All experiments were conducted at least twice to ensure reproducibility. Nanoparticles (5 mg/mL) were incubated with bovine serum albumin (BSA) at a constant concentration of 20 mg/mL for 1 h at 37 ℃ with shaking at 150 rpm. After that, the nanoparticle-protein complexes were then collected by a permanent magnet and washed three times with PBS to obtain the "hard" protein corona-coated particles. Then, the nanoparticle-protein complexes were resuspended in MilliQ water and characterized with the help of TEM (JEOL, JEM-2100F, Tokyo, Japan), and Zetasizer Nano (Malvern, Worcestershire, UK).

Cell culture

The U87MG human glioblastoma cell line was kindly donated by Prof. Weiyue Lu (School of Pharmacy, Fudan University, Shanghai, China). Cells were maintained as monolayer cultures at 37 ℃ in 5% CO₂ atmosphere in high-glucose Dulbecco's Modified Eagle Medium (DMEM, Gibco) supplemented with 10% Fetal Bovine Serum (FBS, Gibco), and 1% penicillin/streptomycin (HyClone).

Cell viability assessment

The cytotoxicities of all nanoparticles for U87MG cells were tested using a CCK-8 kit (CCK-8 Kit, Boya Biotech, Beijing, China) [29]. U87MG cells were seeded in 96-well culture plates and incubated in DMEM medium for 24 h. The cells were washed with three times with warm PBS and then incubated with 200 µL of FBS-free medium containing various equivalent concentrations of nanoparticles for 24 h. Cells were washed gently with PBS and cytotoxicity assay was performed using CCK-8 Kits following the manufacturer's instructions.

Confocal microscopic imaging

U87MG cells (1 × 10⁶ cells per mL) were seeded in 4-well culture plates with glass bottom and incubated for 12 h. The medium was replaced with FBS-free medium containing 100 µg/mL nanoparticles and incubated for 3 h.

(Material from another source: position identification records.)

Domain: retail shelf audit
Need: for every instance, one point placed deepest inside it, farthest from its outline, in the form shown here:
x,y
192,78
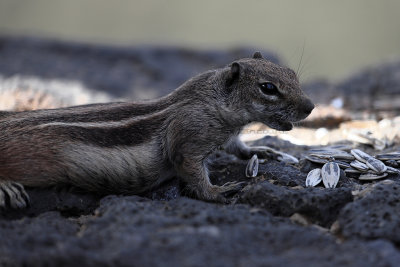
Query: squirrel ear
x,y
257,55
233,74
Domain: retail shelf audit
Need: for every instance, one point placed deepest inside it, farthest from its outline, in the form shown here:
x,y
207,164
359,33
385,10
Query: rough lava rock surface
x,y
273,221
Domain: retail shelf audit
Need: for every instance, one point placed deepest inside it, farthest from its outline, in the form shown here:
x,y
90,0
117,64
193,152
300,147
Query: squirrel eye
x,y
269,88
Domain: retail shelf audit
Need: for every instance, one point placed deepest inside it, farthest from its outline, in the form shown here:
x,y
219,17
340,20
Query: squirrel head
x,y
269,93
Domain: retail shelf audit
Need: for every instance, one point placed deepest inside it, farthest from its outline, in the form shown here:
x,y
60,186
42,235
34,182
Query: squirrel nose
x,y
308,106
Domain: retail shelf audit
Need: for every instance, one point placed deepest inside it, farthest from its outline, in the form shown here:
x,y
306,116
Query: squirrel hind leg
x,y
13,195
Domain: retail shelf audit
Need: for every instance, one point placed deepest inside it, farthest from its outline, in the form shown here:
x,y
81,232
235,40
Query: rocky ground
x,y
274,220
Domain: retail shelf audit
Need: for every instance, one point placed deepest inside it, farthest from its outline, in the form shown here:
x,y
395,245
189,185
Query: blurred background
x,y
338,37
347,53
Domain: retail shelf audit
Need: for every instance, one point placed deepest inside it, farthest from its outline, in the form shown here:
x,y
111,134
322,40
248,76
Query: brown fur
x,y
132,147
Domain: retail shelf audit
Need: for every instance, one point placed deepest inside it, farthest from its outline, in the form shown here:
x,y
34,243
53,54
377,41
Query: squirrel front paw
x,y
13,195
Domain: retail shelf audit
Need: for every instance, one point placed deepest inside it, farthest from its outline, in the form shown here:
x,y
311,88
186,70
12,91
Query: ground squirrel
x,y
132,147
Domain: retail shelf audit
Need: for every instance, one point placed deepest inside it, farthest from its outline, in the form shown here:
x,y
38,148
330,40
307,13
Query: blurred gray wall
x,y
338,37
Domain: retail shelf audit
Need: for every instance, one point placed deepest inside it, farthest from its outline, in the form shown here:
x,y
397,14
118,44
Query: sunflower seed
x,y
392,170
331,153
360,155
313,178
252,167
330,173
287,158
342,164
316,159
371,176
359,165
376,165
352,170
391,163
389,156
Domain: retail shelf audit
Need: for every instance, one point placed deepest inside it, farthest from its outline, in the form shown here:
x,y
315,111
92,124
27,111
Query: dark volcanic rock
x,y
161,228
319,204
133,231
68,201
375,215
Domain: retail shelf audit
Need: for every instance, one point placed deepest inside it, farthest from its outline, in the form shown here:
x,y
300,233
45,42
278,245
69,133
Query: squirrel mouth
x,y
280,125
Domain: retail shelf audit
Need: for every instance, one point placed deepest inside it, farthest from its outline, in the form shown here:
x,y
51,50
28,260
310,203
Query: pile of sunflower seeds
x,y
357,163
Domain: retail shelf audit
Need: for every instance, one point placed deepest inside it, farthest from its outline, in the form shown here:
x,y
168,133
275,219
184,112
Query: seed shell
x,y
389,156
359,165
371,176
352,170
360,155
313,178
252,167
376,165
330,173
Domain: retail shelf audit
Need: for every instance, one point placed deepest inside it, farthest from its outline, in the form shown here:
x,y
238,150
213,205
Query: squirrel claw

After that, cells were washed three times with PBS, fixed with 4% paraformaldehyde for 30 min and stained by 2 µg/mL 4',6-diamidino-2-phenylindole (DAPI, Life Tech, Grand Island, NY) for 8 min. Images of these fluorescently stained cells were then captured using a confocal laser scanning microscope (CLSM, Leica, TCS SP5, Mannheim, Germany).

Cellular uptake study

For quantitative analysis of the cellular uptake of nanoparticles, U87MG cells were seeded in six-well plates (Costar, Charlotte, NC) and cultured in DMEM overnight. Then cells were washed with PBS for three times and FBS-free media containing various types of nanoparticles (50 µg/mL) were added into each well, followed by 24 h of co-incubation. At determined time points, cells were washed for four times with PBS. To determine the Fe contents in cells by inductively coupled plasma optical emission spectroscope (ICP-OES, 710, Varian, USA) the cells were collected and digested with 50 mM NaOH solution. Each test was run with three samples in parallel.

Statistical analysis

Each result is presented as mean ± standard deviation (SD). Statistical significance in the differences between different groups was evaluated by LSD t-tests or Tukey's method after analysis of variance (ANOVA). Differences were considered statistically significant at p < 0.05.

Result and Discussion

Figure 2 presents the X-Ray diffraction (XRD) pattern of as obtained MNPs, which matches well with the standard powder diffraction data for bulk cubic spinel-structured magnetite (JCPDS file no. 75-0033). C(RGDyK) as a targeting ligand was successfully covalently immobilized onto carboxyl-modified MNPs by the use of EDC and NHS, which was confirmed by DLS (Table 1A) and zeta potential (Table 1B). The mean hydrodynamic size of c(RGDyK)-MNPs (118.5 ± 7.6 nm) was not obviously altered compared to that of MNPs (112.4 ± 4.9 nm). However, due to the negative charge of aspartic acids in the c(RGDyK) peptides [30], c(RGDyK)-MNPs exhibited a decrease in zeta-potential (-30.4 ± 1.3 mV) compared to that of MNPs (-20.4 ± 1.3). These results indicated that surface functional groups on MNPs were altered, in other words, the conjugation of MNPs with c(RGDyK) was successful.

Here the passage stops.